多階層のニューラルネットワークの勾配法を用いた教師あり学習では、下位層のパラメータは出力までにシグモイド関数が何重にもかかるため、勾配がほぼ0になってしまう問題がある。この問題は、最近ではGradient vanishing「勾配消滅」問題と呼ばれている。意外にも、このGradient vanishing問題を、可視化しているのを本や論文などで見かけたことが無いので、イメージをつかむために、pythonでシグモイド関数を1~4重までプロットしてみた。
1重目は当然ながら普通のシグモイドだが、2重目、3重目、4重目とどんどん潰れていって、4重目は1重目と比較すると平らになる。例えば、グラフの横軸を畳み込みの出力WX+b(W:重みパラメータ、bバイアスパラメータ)だとして、何重にもシグモイドをかけていった場合が縦軸の値だとすると、一層目のパラメータW、bは、どんな値をとろうとも、最終的なネットワークの出力に影響を与えなくなる。つまり、一層目のパラメータW、bは、識別誤差に与える影響がゼロに近くなるため、勾配が消滅するのである。Yann LeCunが1998年に提案したLeNet5では、各convolution層のactivation functionとして、このシグモイド関数を用いているため、LeNet5を多階層にそのまま拡張すると、このgradient vanishingが起こることが想像できる。ちなみに、LeNet5でも、3つのconvlution層があるため、full-connected層も入れると、1つ目のconvolution層のパラメータに対しては、4重にシグモイド関数がかかっていることになる。
ちなみに、Caffeで実装されているLeNetは、各convolution層では、シグモイド関数はかけないで、full-connected層にて、activation functionとして、シグモイド関数の代わりにRectified Linear Unit(ReLU)をかけている。
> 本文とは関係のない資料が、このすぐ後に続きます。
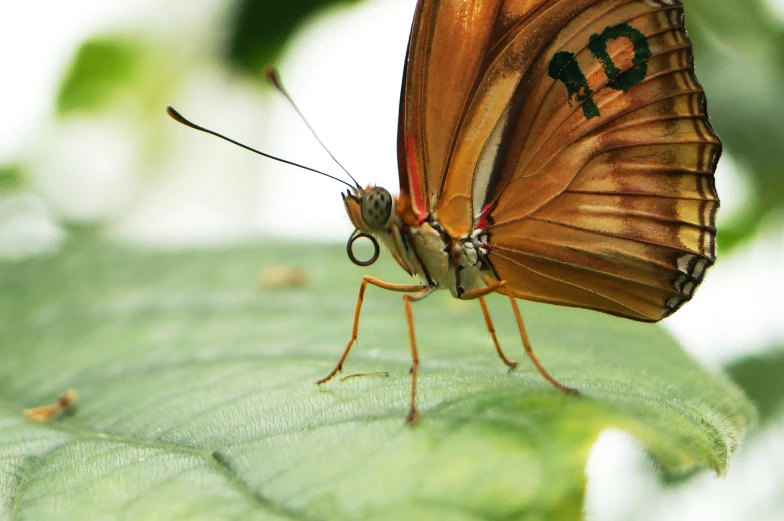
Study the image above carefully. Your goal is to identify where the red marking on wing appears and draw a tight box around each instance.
[406,136,428,224]
[476,202,496,230]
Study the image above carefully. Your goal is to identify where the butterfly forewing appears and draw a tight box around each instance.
[401,0,721,321]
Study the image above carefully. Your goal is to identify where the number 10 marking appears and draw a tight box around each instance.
[549,24,651,119]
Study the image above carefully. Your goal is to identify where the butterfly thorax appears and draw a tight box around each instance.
[343,187,496,298]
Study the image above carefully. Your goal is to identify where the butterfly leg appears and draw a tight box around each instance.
[478,297,517,370]
[403,286,436,425]
[461,280,580,395]
[316,275,427,385]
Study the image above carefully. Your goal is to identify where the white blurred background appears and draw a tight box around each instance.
[0,0,784,521]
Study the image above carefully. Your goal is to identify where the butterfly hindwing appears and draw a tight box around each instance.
[400,0,721,321]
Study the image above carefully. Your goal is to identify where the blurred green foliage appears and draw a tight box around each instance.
[684,0,784,249]
[227,0,362,77]
[57,37,144,115]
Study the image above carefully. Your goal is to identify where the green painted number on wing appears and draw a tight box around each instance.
[549,24,651,119]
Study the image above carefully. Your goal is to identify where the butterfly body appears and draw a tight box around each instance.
[169,0,722,423]
[343,187,497,298]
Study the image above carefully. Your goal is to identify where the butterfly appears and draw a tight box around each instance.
[170,0,722,423]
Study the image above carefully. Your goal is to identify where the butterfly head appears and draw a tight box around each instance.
[343,186,397,266]
[343,186,395,233]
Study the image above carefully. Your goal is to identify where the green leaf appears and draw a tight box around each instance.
[227,0,361,78]
[0,238,754,520]
[727,347,784,422]
[57,37,147,115]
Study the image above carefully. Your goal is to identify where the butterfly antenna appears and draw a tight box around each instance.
[166,107,356,188]
[264,65,361,188]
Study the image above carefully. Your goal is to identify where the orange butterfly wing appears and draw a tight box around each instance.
[400,0,721,321]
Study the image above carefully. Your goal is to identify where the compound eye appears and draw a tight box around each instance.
[360,186,392,230]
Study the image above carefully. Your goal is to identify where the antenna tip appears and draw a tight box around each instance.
[166,106,188,125]
[264,65,283,90]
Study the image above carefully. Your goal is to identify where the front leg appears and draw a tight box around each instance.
[316,275,428,385]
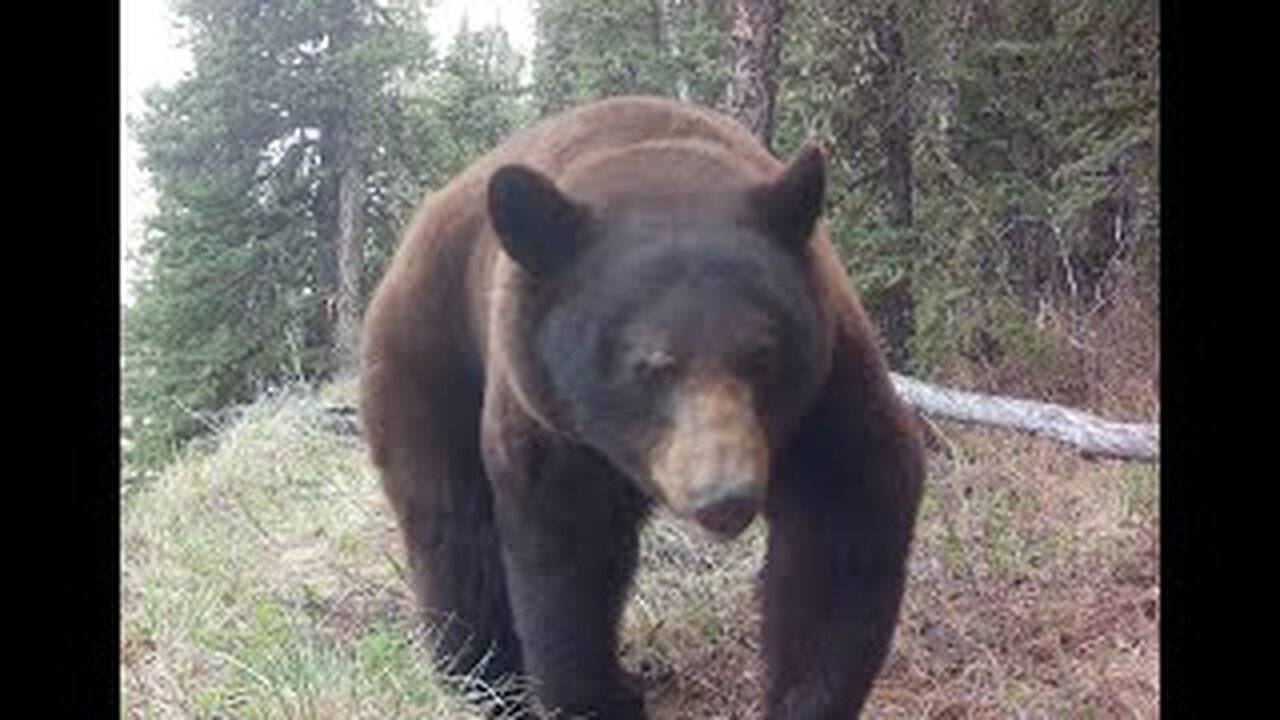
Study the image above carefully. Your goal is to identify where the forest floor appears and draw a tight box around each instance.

各convolution層でactivation functionをかけなくていいのか、ちょっと疑問?
使ったPythonコードは以下の通り。
import numpy as np def sigmoid(x): y=1/(1+np.exp(-x)) return y # 1st sigmoid x=np.linspace(-10,10,200) y=sigmoid(x) pylab.plot(x,y) # 2nd sigmoid y2=sigmoid(y) pylab.plot(x,y2) # 3rd sigmoid y3=sigmoid(y2) pylab.plot(x,y3) # 4th sigmoid y4=sigmoid(y3) pylab.plot(x,y4) pylab.xlabel('Paramter in 1st layer') pylab.legend(('single sigmoid','double sigmoids','triple sigmoids','quadruple sigmoids'),'lower right') pylab.show()
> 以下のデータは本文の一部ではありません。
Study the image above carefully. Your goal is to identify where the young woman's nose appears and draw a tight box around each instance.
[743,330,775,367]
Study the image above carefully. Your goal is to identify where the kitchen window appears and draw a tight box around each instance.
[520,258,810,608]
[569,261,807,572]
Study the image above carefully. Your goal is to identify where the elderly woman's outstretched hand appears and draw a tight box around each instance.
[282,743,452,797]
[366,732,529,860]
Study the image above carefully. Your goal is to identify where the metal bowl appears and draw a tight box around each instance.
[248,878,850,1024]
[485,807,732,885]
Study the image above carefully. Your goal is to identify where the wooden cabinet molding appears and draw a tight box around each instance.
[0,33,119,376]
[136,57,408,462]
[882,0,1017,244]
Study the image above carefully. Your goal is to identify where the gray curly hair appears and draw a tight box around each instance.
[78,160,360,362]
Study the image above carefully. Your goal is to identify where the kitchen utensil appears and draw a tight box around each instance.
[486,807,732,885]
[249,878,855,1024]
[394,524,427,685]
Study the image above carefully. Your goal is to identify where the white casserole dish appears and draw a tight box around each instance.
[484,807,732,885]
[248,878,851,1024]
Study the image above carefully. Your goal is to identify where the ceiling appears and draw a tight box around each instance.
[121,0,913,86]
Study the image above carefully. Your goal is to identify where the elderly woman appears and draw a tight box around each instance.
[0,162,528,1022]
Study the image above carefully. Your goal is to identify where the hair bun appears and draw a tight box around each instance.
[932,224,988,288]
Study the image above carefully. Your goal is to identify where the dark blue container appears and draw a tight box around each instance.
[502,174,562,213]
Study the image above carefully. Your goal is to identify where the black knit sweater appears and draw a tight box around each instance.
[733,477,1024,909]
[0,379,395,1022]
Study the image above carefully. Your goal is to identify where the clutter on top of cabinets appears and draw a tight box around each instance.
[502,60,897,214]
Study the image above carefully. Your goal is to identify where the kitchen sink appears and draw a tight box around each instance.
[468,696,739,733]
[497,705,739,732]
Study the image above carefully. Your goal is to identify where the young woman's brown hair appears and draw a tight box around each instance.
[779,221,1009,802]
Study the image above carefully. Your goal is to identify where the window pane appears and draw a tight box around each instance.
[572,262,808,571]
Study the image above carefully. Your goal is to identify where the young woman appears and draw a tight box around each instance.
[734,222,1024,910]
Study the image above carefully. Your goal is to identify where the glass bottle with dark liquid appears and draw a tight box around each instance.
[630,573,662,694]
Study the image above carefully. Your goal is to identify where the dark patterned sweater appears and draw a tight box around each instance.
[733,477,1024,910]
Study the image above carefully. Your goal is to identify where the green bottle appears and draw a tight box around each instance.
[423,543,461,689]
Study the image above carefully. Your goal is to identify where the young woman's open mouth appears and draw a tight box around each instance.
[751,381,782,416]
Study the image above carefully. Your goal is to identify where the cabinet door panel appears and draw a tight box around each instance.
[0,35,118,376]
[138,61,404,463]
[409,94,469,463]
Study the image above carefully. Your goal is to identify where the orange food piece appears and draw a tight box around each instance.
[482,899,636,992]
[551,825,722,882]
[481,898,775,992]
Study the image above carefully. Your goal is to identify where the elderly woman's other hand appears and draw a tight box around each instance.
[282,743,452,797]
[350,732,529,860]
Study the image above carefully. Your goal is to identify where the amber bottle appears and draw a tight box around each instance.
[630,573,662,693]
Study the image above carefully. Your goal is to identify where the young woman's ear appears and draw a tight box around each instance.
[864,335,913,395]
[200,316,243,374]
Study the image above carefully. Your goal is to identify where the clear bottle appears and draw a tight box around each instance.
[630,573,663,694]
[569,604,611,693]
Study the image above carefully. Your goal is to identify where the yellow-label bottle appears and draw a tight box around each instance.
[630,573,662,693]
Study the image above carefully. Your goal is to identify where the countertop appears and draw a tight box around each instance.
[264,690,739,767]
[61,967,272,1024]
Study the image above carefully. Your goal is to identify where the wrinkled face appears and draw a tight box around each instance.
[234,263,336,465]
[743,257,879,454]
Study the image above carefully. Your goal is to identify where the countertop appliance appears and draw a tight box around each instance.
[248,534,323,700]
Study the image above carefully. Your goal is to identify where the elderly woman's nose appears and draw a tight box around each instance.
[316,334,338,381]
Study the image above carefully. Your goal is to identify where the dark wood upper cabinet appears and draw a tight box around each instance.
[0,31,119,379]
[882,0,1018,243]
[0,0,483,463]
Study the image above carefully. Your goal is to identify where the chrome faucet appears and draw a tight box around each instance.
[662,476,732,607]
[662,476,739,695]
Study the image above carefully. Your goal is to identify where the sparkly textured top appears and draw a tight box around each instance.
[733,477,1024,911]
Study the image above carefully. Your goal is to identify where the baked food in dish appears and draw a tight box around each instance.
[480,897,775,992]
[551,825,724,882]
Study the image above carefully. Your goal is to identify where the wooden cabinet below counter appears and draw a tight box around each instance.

このgradient vanishing問題を解決する方法として、Rectified Linear Unit(ReLU)が知られている。
ReLUは次のグラフのように、ReLUの出力は、max(0,x)により計算され、xが正の場合には、xに比例する。
シグモイド関数と異なり、出力が[0,1]で抑えられないため、何重にReLUをかけても、値域が小さくならない。
つまり、一層目のパラメータが最終層の出力による識別誤差にそのまま影響を与えることができる
(もちろん、convolutionやpooling層を介した上で)ので、gradient vanishing問題が起こらない。